Students at the University of Sunderland have produced a series of powerful short films
Have you ever considered that a victim of modern day slavery could be living in your town?
It may seem like an offence from a different era but it is a very real problem and one of the top priorities for ourselves and the Police and Crime Commissioner, Dame Vera Baird QC.
Our safeguarding Department has done a lot of work to try and raise awareness of the problem and to encourage our local communities to report signs of slavery victims.
Alongside the SARC (Sexual Assault Referral Centre), we also support the victims of slavery and this includes men, women and children, across every level of society.
Now students at the University of Sunderland have produced a series of powerful short films to help those efforts to raise awareness of the problem.
It is the latest in the line of successful collaborative projects with the university over the last five years during which we have addressed themes including the capacity to consent, sexual exploitation, domestic violence, and cyber-crime.
We were delighted to work alongside the University of Sunderland once again to promote awareness surrounding modern slavery through the project funded using proceeds from Dame Vera's Community Fund.
And this week we joined them at an awards ceremony where the best of the four video was selected by a panel of judges from Northumbria. You can watch the winning entry - 'Hidden in Plain Sight' - below.
Detective Chief Inspector Claire Wheatley, of Northumbria Police’s Safeguarding Department, has said that the force will continue to do all they can to safeguard victims.
She said: “Safeguarding vulnerable people is a key priority for us and we are committed to ensuring Modern day slavery is identified and investigated effectively.
“Modern Day Slavery is a hidden crime and can happen anywhere, in all sections of the community and is a crime that looks to exploit vulnerable people in truly appalling ways and control them through violence and threatening behaviour.

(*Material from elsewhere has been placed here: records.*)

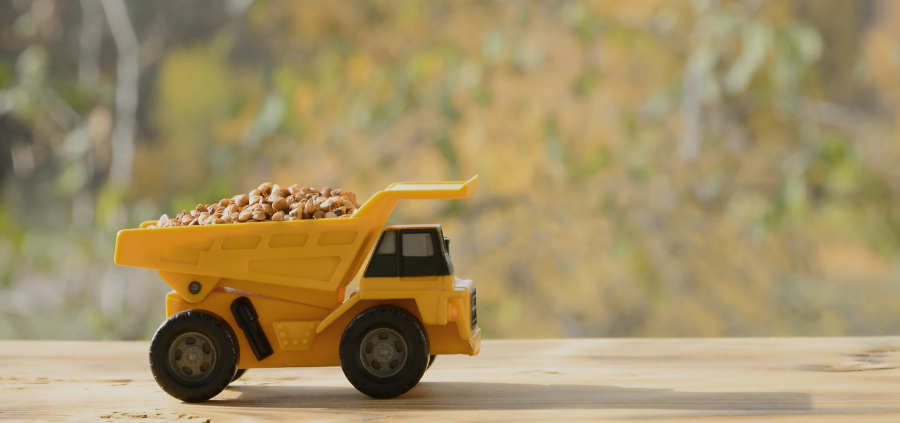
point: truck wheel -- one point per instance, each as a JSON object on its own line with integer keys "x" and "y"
{"x": 384, "y": 352}
{"x": 193, "y": 356}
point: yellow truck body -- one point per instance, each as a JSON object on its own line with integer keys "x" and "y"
{"x": 295, "y": 274}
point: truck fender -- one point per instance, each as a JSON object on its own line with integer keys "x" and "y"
{"x": 181, "y": 283}
{"x": 338, "y": 312}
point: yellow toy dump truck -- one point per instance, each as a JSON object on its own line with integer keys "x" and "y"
{"x": 272, "y": 294}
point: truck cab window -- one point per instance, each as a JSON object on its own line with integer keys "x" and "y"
{"x": 417, "y": 245}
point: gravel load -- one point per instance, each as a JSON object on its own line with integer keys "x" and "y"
{"x": 268, "y": 203}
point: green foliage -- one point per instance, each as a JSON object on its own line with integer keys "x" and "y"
{"x": 648, "y": 169}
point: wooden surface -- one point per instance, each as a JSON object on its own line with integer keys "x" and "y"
{"x": 837, "y": 379}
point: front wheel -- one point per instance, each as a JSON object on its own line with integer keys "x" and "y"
{"x": 384, "y": 352}
{"x": 193, "y": 356}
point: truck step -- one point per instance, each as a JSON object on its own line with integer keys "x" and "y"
{"x": 296, "y": 335}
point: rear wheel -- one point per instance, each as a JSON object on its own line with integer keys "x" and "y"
{"x": 384, "y": 352}
{"x": 193, "y": 356}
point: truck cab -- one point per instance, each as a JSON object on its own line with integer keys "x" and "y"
{"x": 411, "y": 251}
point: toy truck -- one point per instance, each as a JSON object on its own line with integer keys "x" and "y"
{"x": 272, "y": 294}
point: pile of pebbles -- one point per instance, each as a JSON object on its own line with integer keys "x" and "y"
{"x": 268, "y": 203}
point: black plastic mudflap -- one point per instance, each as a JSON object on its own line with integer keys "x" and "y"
{"x": 245, "y": 314}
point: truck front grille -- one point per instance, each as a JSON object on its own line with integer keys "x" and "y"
{"x": 474, "y": 312}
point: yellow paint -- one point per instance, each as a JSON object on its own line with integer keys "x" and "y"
{"x": 246, "y": 242}
{"x": 295, "y": 274}
{"x": 296, "y": 336}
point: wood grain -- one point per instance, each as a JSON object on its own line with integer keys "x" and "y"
{"x": 782, "y": 379}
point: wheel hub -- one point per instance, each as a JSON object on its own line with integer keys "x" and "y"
{"x": 383, "y": 352}
{"x": 193, "y": 356}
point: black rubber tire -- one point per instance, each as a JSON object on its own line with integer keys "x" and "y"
{"x": 409, "y": 374}
{"x": 223, "y": 340}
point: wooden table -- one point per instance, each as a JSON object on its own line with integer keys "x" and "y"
{"x": 762, "y": 379}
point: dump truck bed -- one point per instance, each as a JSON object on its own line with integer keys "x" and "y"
{"x": 320, "y": 254}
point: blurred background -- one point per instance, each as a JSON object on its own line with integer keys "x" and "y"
{"x": 648, "y": 168}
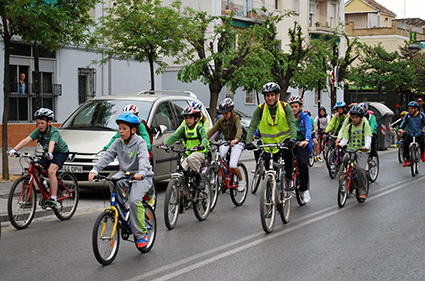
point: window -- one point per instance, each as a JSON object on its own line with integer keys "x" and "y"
{"x": 86, "y": 84}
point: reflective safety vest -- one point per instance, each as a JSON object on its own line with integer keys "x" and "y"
{"x": 274, "y": 131}
{"x": 192, "y": 137}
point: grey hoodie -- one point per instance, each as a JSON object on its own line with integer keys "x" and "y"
{"x": 133, "y": 157}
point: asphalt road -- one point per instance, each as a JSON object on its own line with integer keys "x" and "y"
{"x": 382, "y": 239}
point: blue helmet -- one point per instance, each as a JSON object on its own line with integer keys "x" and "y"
{"x": 413, "y": 104}
{"x": 128, "y": 118}
{"x": 340, "y": 104}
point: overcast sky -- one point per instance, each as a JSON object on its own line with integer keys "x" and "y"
{"x": 414, "y": 8}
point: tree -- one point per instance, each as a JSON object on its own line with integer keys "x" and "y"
{"x": 143, "y": 30}
{"x": 380, "y": 70}
{"x": 51, "y": 23}
{"x": 214, "y": 59}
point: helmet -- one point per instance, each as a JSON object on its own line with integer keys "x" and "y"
{"x": 190, "y": 110}
{"x": 44, "y": 112}
{"x": 340, "y": 104}
{"x": 128, "y": 118}
{"x": 196, "y": 104}
{"x": 413, "y": 104}
{"x": 270, "y": 87}
{"x": 295, "y": 99}
{"x": 357, "y": 110}
{"x": 226, "y": 105}
{"x": 131, "y": 108}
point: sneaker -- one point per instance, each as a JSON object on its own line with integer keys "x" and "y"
{"x": 406, "y": 163}
{"x": 141, "y": 243}
{"x": 241, "y": 186}
{"x": 51, "y": 203}
{"x": 362, "y": 198}
{"x": 306, "y": 196}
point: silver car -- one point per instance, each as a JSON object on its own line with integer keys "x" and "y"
{"x": 92, "y": 125}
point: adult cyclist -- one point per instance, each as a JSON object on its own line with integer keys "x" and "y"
{"x": 276, "y": 123}
{"x": 416, "y": 122}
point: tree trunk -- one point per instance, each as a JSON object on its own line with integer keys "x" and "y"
{"x": 6, "y": 90}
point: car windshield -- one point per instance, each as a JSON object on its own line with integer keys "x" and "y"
{"x": 101, "y": 114}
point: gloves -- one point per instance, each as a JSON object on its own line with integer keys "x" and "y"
{"x": 250, "y": 146}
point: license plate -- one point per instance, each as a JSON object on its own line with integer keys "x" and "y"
{"x": 72, "y": 169}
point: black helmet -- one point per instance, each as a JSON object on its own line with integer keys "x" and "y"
{"x": 271, "y": 87}
{"x": 44, "y": 112}
{"x": 357, "y": 110}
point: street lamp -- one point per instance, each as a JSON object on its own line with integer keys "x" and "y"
{"x": 414, "y": 47}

“Our officers work closely with partners to help protect those who may be vulnerable and disrupt these networks. We also rely on the vigilance of people in our local communities to report any suspicious behaviour to us.”
Dame Vera Baird said: “Modern Day Slavery is a very serious and topical issue. It can affect anyone and the impact it has on victims is devastating. It is my hope that those who are affected by modern-day slavery feel confident that they will receive the best possible support and service from Northumbria Police.
“Victims can often feel intimidated, isolated and live in fear. We have a responsibility to those victims to work together with partners to identify and tackle this type of crime and do everything within our power to safeguard them and other vulnerable people.”
Four short films were sensitively produced by Final Year students from the Drama and Film Production degree courses at the university, who researched, scripted, devised, filmed and edited all of the work themselves.
That work was showcased during an awards ceremony at the David Puttnam Media Centre on the Sir Tom Cowie Campus, at St Peter’s.
The brief was to capture all facets of this crime and devise a piece of drama suitable for use as an awareness DVD in order to be used as an educational or training tool for the Police, and to promote awareness of this issue further afield. Specialist staff from SARC (Sexual Assault Referral Centre) were involved in overseeing the content for accuracy.
The event was made possible thanks to funding from the Police and Crime Commissioner for Northumbria Dame Vera Baird’s Community Fund. All five entries were judged by a panel from Northumbria Police.
Adelle Hulsmeier, Senior Lecturer in Drama and Performing Arts at the University of Sunderland, said: “Every year we are continuously impressed with the mature and dedicated way in which our students handle such massively challenging issues. This year is no exception and we’ve had some incredible professionally produced films.
“This is such a tangible and vocational project, based on hard-hitting real-life issues, produced to industry standards for a real-live brief. The students get very excited to become involved in the Northumbria Police project, as it’s work that goes beyond assessment and can be promoted far and wide, to any future employer.
“Congratulations to all our students for their hard work and to those staff who were there to advise and support them.”
Cameron Bruce, Media Production student and Director of the winning film ‘Hidden in Plain Sight’, says: “This was a great opportunity for us to not only experience doing work for an external university client but also gave us the chance to tackle some really difficult and prevalent issues we are facing today.
“Though I had previous knowledge of the problem, I was still shocked that in 2018 modern day slavery is such a huge issue and all the events depicted in each film happen on a daily basis.
"I am extremely proud of our team and think all the students from the course have made exceptional films which will be great vehicles to raise awareness of this issue.
"Thanks go to Northumbria Police and the University for giving us this opportunity and for recognising the films in the way they did.”
All films were screened before an audience of specially invited guests, including delegates from Northumbria Police and SARC.
There were speeches from ITV’s News Correspondent Alastair Stewart OBE, who praised the students’ professionalism and creative efforts.
Ruth Durham, Director of Policy Performance and Scrutiny at the Office of the Police and Crime Commissioner for Northumbria and Northumbria Police Assistant Chief Constable Rachel Bacon both gave talks during the evening.